3. Note taking: One of the most important academic tips offered is good note taking. Multiple studies have shown that writing and summarizing thoughts and ideas is crucial to studying well. Note taking is considered part of the memorization process, short-term and long-term, and helps ease the load on the working memory particularly when dealing with complex problems. While highlighting ideas and words is good, it’s better to actually write and organize your notes. “The most commonly known barrier that inhibits most students from experiencing success in academics is due to a lack of effective techniques applied to the preparation of studying for exams,” explained Rogers. “Students should attempt to create a pattern of writing/note taking that contains organization in the form of an outline; including all key or significant terms that can easily be related to the vast amount of information or material read or discussed prior to the time of an exam…” One method of note taking is the Cornell Note-taking System which offers a systematic format for condensing and organizing your notes.
2. Plan and prioritize: Planning is one of the most important factors to studying well.

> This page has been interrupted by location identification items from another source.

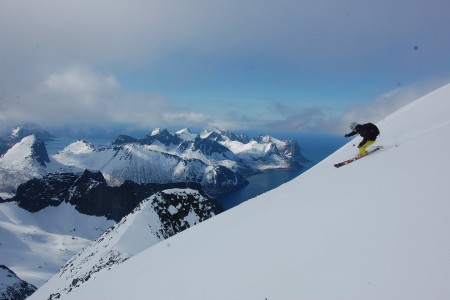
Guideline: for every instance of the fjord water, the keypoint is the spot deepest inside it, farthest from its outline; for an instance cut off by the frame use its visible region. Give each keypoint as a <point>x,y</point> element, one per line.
<point>314,146</point>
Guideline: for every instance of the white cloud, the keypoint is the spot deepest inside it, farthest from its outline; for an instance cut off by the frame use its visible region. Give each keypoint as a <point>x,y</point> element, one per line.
<point>81,96</point>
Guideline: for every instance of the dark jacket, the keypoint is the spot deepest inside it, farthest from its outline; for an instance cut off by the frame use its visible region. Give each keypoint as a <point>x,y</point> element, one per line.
<point>368,131</point>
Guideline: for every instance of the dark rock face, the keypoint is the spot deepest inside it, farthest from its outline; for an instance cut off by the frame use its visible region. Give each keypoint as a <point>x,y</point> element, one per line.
<point>37,194</point>
<point>12,287</point>
<point>173,208</point>
<point>90,194</point>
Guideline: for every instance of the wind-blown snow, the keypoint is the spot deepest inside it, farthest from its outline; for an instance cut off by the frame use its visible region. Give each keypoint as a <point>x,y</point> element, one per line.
<point>378,228</point>
<point>36,245</point>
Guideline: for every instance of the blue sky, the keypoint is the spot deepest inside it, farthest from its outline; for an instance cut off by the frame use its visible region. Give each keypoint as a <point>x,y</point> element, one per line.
<point>240,65</point>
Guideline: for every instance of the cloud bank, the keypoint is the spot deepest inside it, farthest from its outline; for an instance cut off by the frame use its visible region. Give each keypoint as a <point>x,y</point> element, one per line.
<point>106,63</point>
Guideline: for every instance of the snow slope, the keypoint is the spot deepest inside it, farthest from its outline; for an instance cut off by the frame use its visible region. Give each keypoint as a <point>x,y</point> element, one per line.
<point>36,245</point>
<point>378,228</point>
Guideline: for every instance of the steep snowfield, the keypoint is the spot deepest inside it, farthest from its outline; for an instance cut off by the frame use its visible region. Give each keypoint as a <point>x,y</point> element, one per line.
<point>36,245</point>
<point>378,228</point>
<point>136,232</point>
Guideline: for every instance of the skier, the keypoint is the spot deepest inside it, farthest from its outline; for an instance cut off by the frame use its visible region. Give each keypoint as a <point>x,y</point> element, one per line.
<point>368,132</point>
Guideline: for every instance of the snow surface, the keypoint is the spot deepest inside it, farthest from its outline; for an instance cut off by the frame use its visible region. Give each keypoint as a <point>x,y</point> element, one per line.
<point>378,228</point>
<point>36,245</point>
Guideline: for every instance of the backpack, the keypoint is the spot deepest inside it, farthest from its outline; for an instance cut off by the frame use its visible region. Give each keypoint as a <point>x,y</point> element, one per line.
<point>374,129</point>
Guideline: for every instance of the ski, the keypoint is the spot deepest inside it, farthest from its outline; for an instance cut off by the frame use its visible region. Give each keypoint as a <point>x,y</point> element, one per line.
<point>346,162</point>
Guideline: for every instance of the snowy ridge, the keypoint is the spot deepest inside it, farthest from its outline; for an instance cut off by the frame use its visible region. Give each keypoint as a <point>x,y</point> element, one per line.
<point>12,287</point>
<point>26,160</point>
<point>217,159</point>
<point>375,229</point>
<point>36,245</point>
<point>143,228</point>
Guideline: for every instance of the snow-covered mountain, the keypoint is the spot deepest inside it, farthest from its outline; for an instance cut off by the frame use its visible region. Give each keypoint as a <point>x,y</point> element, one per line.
<point>19,132</point>
<point>218,160</point>
<point>27,159</point>
<point>36,245</point>
<point>375,229</point>
<point>12,287</point>
<point>160,216</point>
<point>51,219</point>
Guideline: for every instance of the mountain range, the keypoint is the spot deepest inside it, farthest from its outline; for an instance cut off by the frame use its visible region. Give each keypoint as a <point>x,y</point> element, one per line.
<point>51,207</point>
<point>218,160</point>
<point>377,228</point>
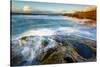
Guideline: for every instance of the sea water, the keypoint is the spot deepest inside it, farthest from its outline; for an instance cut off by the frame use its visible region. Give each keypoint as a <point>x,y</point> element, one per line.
<point>36,27</point>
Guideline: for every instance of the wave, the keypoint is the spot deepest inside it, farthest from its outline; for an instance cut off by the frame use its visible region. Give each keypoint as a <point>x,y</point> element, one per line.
<point>48,32</point>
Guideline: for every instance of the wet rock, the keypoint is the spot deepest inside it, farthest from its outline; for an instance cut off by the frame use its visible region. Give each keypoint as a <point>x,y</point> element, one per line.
<point>83,50</point>
<point>44,43</point>
<point>68,60</point>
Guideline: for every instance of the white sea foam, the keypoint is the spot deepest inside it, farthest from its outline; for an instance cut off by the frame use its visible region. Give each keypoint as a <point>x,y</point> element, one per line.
<point>48,32</point>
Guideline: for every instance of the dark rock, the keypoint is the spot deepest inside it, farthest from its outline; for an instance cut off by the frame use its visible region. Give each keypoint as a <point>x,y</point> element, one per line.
<point>83,50</point>
<point>68,60</point>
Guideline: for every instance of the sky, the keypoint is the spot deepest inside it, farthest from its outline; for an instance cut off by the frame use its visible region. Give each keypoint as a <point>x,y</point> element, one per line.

A good plan helps you avoid being overwhelmed and behind on your course assignments. This is particularly important for online students who have busy life schedules. Planning helps you visualize your goals and manage your time accordingly. Members of the CSU Success Center advise at the beginning of each course that students review the course syllabus, course requirements and assignment deadlines. Then, make a plan of when things are due and what is expected and stick to it. The center also suggests you make sure that you have time set aside each day to work on assignments. This will help you progress through your course(s) in a timely manner and lessen your stress.
1. Ask questions: Communication is undoubtedly the No. 1 piece of advice CSU educators and staff enthusiastically recommend! “If you are having difficulty with the course, do not hesitate to contact your professor or the Success Center and ask for help,” urged Shipp. “We truly understand that it may have been many years since you last attended college, and you might need a refresher on some information or concepts. We are here to assist the adult learner as well as the young freshman, just ask!” Don’t be afraid to ask for help. Your professor, advisor and the Success Center are here to help you succeed in your courses. If you have an opportunity to connect with other students in your course(s), do it. “Communicate with your classmates and professor!,” echoed Jimenez. “A virtual classroom means you have a teacher and classmates. Be active, participate and connect to create a successful learning environment.” Whether it be your student representative, teacher, adviser, classmate or a Success Center specialist, you are encouraged to always ask for help. Remember: “Questions are the creative acts of intelligence.”